Surprisingly, binding of AMP-PNP to the AtAPSK·APS complex showed an endothermic interaction (Fig. 3C, Table 3), which markedly contrasts with the exothermic binding displayed by nucleotides to either unliganded or liganded enzyme. Although binding of nucleotides to AtAPSK can occur in either order (Fig. 1A), the two possible routes leading to formation of the AtAPSK·ATP·APS ternary complex are not thermodynamically equal. This difference in binding energetics may reflect structural and/or dynamic differences in the active site that correspond to the order of ligand addition.

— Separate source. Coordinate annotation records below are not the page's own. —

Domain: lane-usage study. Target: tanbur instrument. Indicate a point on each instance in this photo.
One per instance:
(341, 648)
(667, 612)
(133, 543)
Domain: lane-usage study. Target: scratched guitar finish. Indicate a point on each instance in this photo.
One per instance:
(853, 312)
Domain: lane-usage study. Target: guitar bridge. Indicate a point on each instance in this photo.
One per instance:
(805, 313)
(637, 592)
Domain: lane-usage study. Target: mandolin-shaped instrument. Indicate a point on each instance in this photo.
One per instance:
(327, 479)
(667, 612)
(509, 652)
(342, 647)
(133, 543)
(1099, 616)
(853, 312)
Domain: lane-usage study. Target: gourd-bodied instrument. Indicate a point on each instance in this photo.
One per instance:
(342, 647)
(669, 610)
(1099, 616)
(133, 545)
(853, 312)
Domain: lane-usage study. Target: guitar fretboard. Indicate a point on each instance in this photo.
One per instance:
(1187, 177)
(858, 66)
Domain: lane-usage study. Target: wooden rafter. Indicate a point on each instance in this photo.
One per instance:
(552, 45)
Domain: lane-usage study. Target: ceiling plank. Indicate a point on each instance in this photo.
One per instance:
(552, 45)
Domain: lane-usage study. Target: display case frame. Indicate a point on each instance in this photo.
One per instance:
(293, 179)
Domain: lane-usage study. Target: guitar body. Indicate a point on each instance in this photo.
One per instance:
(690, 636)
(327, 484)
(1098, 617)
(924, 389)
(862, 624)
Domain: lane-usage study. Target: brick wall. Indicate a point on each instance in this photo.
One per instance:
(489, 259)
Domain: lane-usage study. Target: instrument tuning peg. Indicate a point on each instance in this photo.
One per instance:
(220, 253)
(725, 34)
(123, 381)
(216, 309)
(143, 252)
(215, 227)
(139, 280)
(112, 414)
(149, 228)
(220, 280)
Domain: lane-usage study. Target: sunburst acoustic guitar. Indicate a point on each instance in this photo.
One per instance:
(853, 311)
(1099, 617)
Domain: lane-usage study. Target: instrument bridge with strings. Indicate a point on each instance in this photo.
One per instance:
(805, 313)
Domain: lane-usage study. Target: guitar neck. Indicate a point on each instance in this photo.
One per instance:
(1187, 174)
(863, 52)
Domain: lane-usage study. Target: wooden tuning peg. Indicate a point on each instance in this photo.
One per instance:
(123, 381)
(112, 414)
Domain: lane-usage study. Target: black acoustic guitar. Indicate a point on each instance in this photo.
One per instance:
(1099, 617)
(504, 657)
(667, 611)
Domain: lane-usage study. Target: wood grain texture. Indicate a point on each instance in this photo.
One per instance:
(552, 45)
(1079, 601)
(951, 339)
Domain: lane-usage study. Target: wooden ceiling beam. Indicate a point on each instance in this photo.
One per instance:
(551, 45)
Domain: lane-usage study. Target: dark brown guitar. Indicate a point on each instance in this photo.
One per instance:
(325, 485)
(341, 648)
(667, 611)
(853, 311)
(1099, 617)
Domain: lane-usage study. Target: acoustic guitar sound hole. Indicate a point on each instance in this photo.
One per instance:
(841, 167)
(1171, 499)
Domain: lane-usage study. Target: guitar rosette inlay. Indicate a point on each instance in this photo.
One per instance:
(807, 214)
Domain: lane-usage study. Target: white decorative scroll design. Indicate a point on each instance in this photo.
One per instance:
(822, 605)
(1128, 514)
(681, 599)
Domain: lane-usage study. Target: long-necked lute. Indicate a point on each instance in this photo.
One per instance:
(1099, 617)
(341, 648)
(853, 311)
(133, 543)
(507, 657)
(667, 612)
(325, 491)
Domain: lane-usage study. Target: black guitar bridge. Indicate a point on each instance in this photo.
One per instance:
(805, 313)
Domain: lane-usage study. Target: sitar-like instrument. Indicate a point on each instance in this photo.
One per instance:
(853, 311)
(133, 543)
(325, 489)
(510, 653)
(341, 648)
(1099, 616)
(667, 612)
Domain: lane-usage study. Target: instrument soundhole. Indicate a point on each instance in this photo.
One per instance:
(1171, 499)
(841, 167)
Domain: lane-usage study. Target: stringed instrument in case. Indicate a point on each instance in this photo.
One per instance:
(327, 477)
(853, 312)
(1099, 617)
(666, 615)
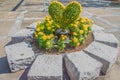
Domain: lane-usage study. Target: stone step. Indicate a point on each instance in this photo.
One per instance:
(46, 67)
(81, 66)
(105, 54)
(106, 38)
(19, 56)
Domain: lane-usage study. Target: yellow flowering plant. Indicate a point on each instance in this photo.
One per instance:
(62, 17)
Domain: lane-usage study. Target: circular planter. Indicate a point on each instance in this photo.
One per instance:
(87, 64)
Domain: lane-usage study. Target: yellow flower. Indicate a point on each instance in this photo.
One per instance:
(90, 31)
(42, 27)
(48, 37)
(81, 31)
(37, 29)
(85, 27)
(74, 33)
(83, 20)
(78, 44)
(48, 43)
(51, 35)
(49, 28)
(72, 25)
(75, 25)
(44, 37)
(53, 29)
(49, 22)
(38, 22)
(63, 37)
(40, 33)
(36, 36)
(76, 22)
(58, 26)
(75, 40)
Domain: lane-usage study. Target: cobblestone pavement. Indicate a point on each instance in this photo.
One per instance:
(33, 10)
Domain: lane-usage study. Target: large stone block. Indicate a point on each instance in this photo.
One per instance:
(81, 66)
(32, 26)
(106, 38)
(96, 28)
(103, 53)
(22, 34)
(19, 56)
(46, 67)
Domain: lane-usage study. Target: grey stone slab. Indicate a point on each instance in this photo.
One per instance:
(19, 56)
(106, 38)
(22, 34)
(46, 67)
(96, 28)
(81, 66)
(103, 53)
(32, 26)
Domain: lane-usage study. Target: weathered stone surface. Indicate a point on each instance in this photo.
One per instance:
(32, 26)
(22, 34)
(103, 53)
(106, 38)
(96, 28)
(81, 66)
(19, 56)
(46, 67)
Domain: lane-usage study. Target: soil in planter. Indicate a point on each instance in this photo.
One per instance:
(68, 49)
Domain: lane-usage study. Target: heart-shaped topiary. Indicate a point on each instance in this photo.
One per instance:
(64, 15)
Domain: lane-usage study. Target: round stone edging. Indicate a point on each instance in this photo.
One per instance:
(98, 57)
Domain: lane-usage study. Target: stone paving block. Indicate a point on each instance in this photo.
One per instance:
(46, 67)
(107, 55)
(19, 56)
(32, 26)
(97, 28)
(22, 34)
(81, 66)
(106, 38)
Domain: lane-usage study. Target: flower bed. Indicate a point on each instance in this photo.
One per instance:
(64, 27)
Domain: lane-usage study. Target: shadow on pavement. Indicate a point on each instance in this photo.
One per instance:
(24, 75)
(4, 67)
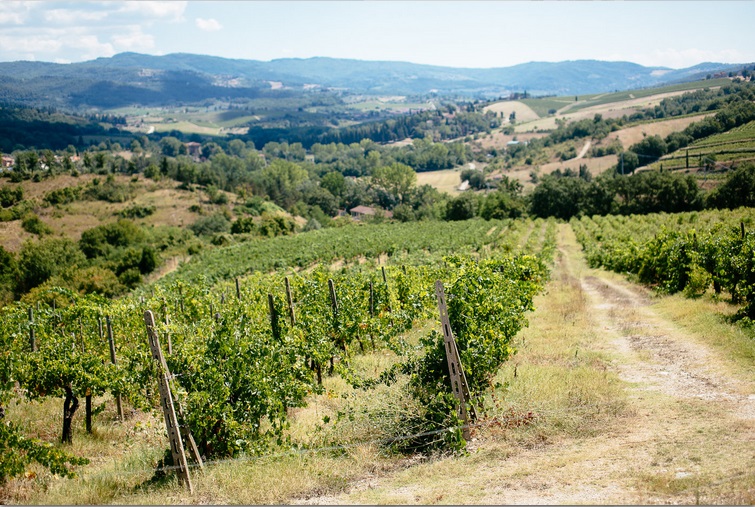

Calorimetric, Crystallographic, and Mutagenesis Analysis of P-loop Recognition of Oxyanions

The above results, along with crystal structures of APSK from a variety of sources (2530), suggests that the P-loop (Fig. 1B) plays a role in nucleotide binding specificity at the ATP/ADP site of AtAPSK. We tested the ability of the P-loop to discern ligands based on anhydride size and charge density by using a series of oxyanions: SO42−, PO42−, NO3, CO3, and ClO3. Titrations of AtAPSK with SO42− resulted in an exothermic heat change (Fig. 4A), but weak binding did not allow for accurate curve fitting. No heat change was observed in titrations with other oxyanions (Fig. 4A). To probe the location of SO42− binding, AtAPSK preincubated with 10 mm SO42− was titrated with ATP, ADP, and APS. Preincubation abrogated binding of ATPγS and ADP (Fig. 4B). In contrast, pre-formation of the AtAPSK·SO42− complex resulted in 10- to 100-fold improvement in binding affinity for APS (Fig. 4C, Table 4), analogous to the effect observed with formation of the AtAPSK·AMP-PNP and AtAPSK·ADP complexes. These results suggest that the sulfate-binding site is likely located within the ATP/ADP site, which was confirmed by x-ray crystallography.

FIGURE 4.

FIGURE 4.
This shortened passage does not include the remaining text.